124 A.D.2d 703 | N.Y. App. Div. | 1986

In December 1981, the defendants mortgagors Mendel Bobker and Ahuva Bobker, doing business as Masada Realty Co. (hereinafter Bobker), defaulted on consolidated mortgages held by the Dime Savings Bank of Williamsburgh (hereinafter Dime) covering an apartment building located at 1958 50th Street in Brooklyn. Dime commenced the instant foreclosure action in May 1982 and assigned the mortgage, which contained a rent assignment clause, to the plaintiff Florencio Gomez (hereinafter Gomez) on November 30, 1982. On December 1, 1982, Gomez posted a notice in the premises which notified the tenants that he was a "first mortgagee in possession” and further requested that the tenants pay rents and make requests for repairs to him. The Bobkers opposed and objected to Gomez’s entry. On or about April 13, 1983, the Bobkers obtained an injunction from Special Term, Kings County (Rigler, J.), barring Gomez from entering upon and in any way managing or interfering with the mortgaged premises. Special Term found that Gomez was not a lawful mortgagee in possession.

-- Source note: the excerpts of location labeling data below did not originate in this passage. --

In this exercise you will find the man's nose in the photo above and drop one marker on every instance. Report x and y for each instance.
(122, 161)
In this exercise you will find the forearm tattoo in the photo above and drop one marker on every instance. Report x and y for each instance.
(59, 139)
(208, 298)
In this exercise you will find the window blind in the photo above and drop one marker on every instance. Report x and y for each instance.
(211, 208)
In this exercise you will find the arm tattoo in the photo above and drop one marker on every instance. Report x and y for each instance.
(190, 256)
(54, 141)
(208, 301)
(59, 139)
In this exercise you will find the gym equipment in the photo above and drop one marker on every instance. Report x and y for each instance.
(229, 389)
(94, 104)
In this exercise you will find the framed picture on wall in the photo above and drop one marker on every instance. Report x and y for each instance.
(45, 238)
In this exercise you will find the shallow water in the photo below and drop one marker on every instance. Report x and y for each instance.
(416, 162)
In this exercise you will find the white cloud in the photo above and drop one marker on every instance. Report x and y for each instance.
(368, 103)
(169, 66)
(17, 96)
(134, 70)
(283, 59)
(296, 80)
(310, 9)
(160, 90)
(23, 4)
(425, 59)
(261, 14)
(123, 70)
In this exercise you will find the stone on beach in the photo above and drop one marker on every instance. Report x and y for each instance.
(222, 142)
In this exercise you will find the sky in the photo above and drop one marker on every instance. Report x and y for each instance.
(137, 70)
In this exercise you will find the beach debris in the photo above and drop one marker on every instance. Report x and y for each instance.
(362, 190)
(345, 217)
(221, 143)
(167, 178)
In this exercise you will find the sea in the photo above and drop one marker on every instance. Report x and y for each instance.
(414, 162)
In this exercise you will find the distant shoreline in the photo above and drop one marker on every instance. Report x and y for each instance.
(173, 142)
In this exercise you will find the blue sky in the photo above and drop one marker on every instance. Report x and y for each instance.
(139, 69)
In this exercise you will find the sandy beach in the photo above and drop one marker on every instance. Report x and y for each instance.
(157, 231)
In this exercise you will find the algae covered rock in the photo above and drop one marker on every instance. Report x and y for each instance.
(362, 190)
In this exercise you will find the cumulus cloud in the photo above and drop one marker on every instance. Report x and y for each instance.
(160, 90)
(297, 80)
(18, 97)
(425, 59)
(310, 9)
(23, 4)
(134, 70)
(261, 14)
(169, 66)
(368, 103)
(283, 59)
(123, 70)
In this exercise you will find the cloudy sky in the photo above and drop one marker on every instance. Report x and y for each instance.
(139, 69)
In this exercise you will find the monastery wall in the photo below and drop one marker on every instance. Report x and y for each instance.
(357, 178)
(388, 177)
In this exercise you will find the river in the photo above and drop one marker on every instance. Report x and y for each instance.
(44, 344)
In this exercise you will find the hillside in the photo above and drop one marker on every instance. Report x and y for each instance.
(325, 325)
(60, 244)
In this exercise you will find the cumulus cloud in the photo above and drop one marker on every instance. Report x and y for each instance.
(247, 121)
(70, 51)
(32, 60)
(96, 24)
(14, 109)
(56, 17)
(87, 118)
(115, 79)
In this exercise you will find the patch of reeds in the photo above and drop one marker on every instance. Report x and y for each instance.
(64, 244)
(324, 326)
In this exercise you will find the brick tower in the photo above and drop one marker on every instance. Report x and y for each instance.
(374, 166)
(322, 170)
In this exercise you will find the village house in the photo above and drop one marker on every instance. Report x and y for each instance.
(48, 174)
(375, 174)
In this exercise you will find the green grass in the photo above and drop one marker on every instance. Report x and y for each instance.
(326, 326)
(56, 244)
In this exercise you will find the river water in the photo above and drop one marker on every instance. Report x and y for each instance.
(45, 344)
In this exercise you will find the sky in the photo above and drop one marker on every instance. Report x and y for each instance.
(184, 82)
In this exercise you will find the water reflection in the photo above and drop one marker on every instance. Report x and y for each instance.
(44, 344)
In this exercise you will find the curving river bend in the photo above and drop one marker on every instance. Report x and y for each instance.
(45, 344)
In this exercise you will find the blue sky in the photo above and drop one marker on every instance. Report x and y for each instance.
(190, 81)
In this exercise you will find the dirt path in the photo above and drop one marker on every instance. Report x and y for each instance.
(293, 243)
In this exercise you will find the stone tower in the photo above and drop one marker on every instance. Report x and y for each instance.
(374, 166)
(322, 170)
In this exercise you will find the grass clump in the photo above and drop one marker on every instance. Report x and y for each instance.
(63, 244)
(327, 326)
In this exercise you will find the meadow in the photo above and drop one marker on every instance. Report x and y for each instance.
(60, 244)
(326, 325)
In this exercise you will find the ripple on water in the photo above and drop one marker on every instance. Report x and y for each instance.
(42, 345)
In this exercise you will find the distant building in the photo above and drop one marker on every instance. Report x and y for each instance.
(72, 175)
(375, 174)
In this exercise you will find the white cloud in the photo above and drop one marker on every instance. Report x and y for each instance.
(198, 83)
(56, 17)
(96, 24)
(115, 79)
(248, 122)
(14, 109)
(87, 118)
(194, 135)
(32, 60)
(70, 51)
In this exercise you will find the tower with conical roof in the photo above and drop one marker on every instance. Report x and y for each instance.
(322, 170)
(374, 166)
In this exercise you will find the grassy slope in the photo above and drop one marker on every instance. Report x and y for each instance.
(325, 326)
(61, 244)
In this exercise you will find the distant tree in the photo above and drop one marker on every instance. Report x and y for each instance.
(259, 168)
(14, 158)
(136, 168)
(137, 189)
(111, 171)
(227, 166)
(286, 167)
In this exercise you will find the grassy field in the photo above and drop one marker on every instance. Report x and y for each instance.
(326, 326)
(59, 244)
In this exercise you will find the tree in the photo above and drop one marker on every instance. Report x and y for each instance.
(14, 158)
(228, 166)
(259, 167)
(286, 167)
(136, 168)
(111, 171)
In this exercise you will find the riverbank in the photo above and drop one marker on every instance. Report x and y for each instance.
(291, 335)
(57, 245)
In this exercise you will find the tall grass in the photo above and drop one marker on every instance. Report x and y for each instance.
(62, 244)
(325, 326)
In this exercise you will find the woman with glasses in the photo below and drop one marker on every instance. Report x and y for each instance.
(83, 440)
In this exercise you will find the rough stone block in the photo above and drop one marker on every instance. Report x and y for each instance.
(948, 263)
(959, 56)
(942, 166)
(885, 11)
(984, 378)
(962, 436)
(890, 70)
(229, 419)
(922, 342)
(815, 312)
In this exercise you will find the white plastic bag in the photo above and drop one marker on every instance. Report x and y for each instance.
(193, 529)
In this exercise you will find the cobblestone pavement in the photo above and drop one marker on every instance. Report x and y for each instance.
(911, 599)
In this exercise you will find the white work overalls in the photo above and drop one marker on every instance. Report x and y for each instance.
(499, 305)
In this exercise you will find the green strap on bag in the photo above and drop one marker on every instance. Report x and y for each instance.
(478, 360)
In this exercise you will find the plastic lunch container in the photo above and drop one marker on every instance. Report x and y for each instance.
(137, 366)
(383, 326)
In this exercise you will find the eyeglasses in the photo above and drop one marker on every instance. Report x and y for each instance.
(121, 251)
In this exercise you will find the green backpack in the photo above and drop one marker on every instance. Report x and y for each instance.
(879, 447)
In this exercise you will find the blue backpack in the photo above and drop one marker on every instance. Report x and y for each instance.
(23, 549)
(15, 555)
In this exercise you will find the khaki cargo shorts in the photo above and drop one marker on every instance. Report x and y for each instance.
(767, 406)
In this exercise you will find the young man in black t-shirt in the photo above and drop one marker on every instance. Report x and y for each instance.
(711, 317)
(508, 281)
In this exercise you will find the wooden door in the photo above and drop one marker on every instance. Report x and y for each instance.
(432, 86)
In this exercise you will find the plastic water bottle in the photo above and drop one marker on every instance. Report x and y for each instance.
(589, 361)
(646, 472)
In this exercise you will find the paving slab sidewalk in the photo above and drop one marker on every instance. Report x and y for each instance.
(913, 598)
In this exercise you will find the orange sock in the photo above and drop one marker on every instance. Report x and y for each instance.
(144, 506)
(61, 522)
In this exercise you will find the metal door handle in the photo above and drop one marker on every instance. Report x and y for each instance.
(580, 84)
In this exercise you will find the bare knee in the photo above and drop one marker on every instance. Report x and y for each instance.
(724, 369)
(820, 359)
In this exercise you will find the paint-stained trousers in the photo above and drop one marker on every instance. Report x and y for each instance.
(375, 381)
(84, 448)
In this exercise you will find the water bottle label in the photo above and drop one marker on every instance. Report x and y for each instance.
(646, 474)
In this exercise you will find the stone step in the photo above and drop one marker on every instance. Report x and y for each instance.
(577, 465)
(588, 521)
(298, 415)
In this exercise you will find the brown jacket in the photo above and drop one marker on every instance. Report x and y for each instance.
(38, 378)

At the subsequent foreclosure computation hearing, Gomez requested that $67,826.11, representing the "operating expen*704ses” he incurred during the period he was a mortgagee in possession, less $20,882.03 for rents he collected, be included in the amount of the judgment of foreclosure. The Bobkers objected to an award of any amount over the rents collected maintaining, inter alia, that Gomez was not a lawful mortgagee in possession. The Referee found that Gomez was not a mortgagee in possession but a volunteer who sought to preserve his investment, yet he accepted $39,851.46 as operating expenses incurred by Gomez.

Pursuant to a stipulation reserving the rights of the parties, a judgment of foreclosure was entered in the sum determined by the Referee. The plaintiff then moved for an order increasing the amount of the judgment by $20,517.71, and the Bobkers cross-moved for an order decreasing it by $20,124.56. At issue here is whether Special Term properly reduced the amount of the judgment of foreclosure by $18,445.48.

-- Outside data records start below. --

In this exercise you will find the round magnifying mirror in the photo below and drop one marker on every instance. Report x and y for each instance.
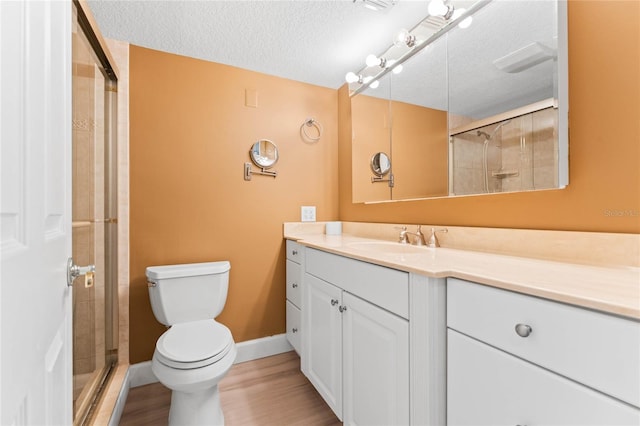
(380, 164)
(264, 153)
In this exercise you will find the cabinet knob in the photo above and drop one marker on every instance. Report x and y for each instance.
(523, 330)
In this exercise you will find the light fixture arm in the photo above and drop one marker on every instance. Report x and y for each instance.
(418, 47)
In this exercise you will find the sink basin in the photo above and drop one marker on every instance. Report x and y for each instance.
(387, 247)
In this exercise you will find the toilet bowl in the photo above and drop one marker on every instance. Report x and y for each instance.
(194, 354)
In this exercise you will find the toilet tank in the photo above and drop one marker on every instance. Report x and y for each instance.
(188, 292)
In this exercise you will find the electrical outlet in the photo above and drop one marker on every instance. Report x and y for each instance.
(308, 213)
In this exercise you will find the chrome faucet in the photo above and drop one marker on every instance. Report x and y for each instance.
(419, 240)
(433, 240)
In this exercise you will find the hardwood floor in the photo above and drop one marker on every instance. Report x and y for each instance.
(267, 391)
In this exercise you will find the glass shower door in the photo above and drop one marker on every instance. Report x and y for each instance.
(94, 224)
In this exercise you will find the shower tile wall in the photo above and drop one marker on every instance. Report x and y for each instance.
(525, 149)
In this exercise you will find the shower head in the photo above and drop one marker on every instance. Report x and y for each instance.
(499, 126)
(485, 134)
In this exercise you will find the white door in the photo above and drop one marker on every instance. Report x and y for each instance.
(376, 365)
(322, 351)
(35, 212)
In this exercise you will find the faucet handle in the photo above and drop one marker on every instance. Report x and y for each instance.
(433, 240)
(420, 237)
(403, 238)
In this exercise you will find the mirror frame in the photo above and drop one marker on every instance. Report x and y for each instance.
(376, 167)
(254, 157)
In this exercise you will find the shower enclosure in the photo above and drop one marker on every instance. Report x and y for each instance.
(94, 218)
(515, 154)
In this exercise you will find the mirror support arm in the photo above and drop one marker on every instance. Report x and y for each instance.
(248, 172)
(391, 181)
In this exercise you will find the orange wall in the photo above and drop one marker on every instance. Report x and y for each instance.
(191, 132)
(604, 177)
(190, 136)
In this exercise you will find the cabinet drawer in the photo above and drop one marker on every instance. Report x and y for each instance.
(295, 251)
(487, 386)
(385, 287)
(293, 326)
(294, 282)
(599, 350)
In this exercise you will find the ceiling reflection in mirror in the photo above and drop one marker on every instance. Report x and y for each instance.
(505, 77)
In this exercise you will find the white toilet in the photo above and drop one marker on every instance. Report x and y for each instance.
(196, 352)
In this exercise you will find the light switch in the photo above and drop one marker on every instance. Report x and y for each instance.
(308, 213)
(251, 98)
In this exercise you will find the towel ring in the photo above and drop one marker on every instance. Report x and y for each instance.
(310, 122)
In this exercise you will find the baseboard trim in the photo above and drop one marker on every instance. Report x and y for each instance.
(263, 347)
(118, 409)
(140, 374)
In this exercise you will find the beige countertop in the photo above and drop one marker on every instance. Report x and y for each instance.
(614, 290)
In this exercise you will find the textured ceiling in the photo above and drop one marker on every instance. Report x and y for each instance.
(316, 42)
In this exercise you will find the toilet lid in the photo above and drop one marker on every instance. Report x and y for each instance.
(194, 341)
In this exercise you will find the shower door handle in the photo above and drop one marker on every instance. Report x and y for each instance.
(74, 271)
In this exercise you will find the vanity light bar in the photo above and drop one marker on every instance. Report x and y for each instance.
(421, 45)
(377, 5)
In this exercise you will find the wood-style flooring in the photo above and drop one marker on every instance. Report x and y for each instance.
(267, 391)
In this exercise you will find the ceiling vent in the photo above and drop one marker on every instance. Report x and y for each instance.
(378, 5)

Special Term properly granted the cross motion reducing the amount of the judgment of foreclosure. It is established that entry upon mortgaged premises must be legal in its inception and, if not, entry constitutes a trespass (Herrmann v Cabinet Land Co., 217 NY 526; Dime Sav. Bank v Altman, 249 App Div 174, 176, affd 275 NY 62). When the mortgage itself, as in the instant case, gives the mortgagee the right to enter and take possession of the mortgaged premises and receive the rents and profits, a formal demand made of the mortgagor and a refusal is sufficient to justify a collection of the rents and income (see, Dime Sav. Bank v Altman, 275 NY 62, 73, supra; 1180 Anderson Ave. Realty Corp. v Mina Equities Corp., 95 AD2d 169, 173-174). In this case Gomez’s entry was not preceded by a formal demand made to the Bobkers and was therefore not legal in its inception and constituted a trespass.

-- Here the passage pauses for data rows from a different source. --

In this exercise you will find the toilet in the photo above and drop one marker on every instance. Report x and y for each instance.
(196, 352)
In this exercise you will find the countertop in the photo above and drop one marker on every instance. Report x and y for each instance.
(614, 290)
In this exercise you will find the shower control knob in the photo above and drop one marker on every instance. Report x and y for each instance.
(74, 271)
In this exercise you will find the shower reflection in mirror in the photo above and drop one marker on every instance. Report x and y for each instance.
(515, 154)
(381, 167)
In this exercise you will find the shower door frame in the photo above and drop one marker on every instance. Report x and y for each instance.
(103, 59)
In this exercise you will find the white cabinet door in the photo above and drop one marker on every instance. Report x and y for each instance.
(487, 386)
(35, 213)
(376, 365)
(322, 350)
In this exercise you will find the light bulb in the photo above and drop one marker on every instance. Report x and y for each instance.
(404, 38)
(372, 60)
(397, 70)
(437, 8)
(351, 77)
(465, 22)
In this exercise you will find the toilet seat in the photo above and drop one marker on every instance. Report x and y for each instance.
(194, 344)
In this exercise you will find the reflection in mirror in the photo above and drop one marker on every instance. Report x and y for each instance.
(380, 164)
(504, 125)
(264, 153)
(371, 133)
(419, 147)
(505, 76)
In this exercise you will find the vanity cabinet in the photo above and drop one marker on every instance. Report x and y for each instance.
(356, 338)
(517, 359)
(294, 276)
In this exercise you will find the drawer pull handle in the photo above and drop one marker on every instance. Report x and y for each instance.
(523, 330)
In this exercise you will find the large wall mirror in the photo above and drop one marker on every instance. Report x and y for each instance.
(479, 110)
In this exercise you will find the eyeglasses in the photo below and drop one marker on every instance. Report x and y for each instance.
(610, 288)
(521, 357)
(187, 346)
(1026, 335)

A mortgagee in unlawful possession has no right to collect the rents and is liable to the mortgagor for the mesne profits— the amount of any rents collected in excess of the amounts properly deductible — during the period of his unlawful possession (see, Dime Sav. Bank v Altman, 275 NY 62, 72, supra). The amounts properly deductible by the mortgagee consist of all necessary repairs and taxes (see, Woodhull v Rosenthal, 61 NY 382). However, a mortgagee out of possession is not to be encouraged to become for all intents a landlord of the mortgaged building upon a default (see, Sullivan v Rosson, 223 NY 217, 226), and the mortgagor " 'should not suffer from any mismanagement, negligence or improvident expenditure by the party in possession’ ” (Dime Sav. Bank v Altman, 275 NY 62, 71, supra). Additionally, a mortgagee in unlawful posses*705sion is entitled to the value of permanent improvements made in good faith but not beyond the value of the mesne profits (see, RPAPL 601; Berney v Brodie, 26 AD2d 679). In this case, Gomez became for all intents the landlord of the mortgaged building. At a maximum he is entitled to offset the cost of necessary repairs and taxes against the rents collected. To the extent Bobker allowed Gomez the full amount of the rents he collected as an offset for his "operating expenses”, Gomez obtained the maximum allowable offset and was entitled to no more. Mangano, J. P., Niehoff, Kooper and Spatt, JJ., concur.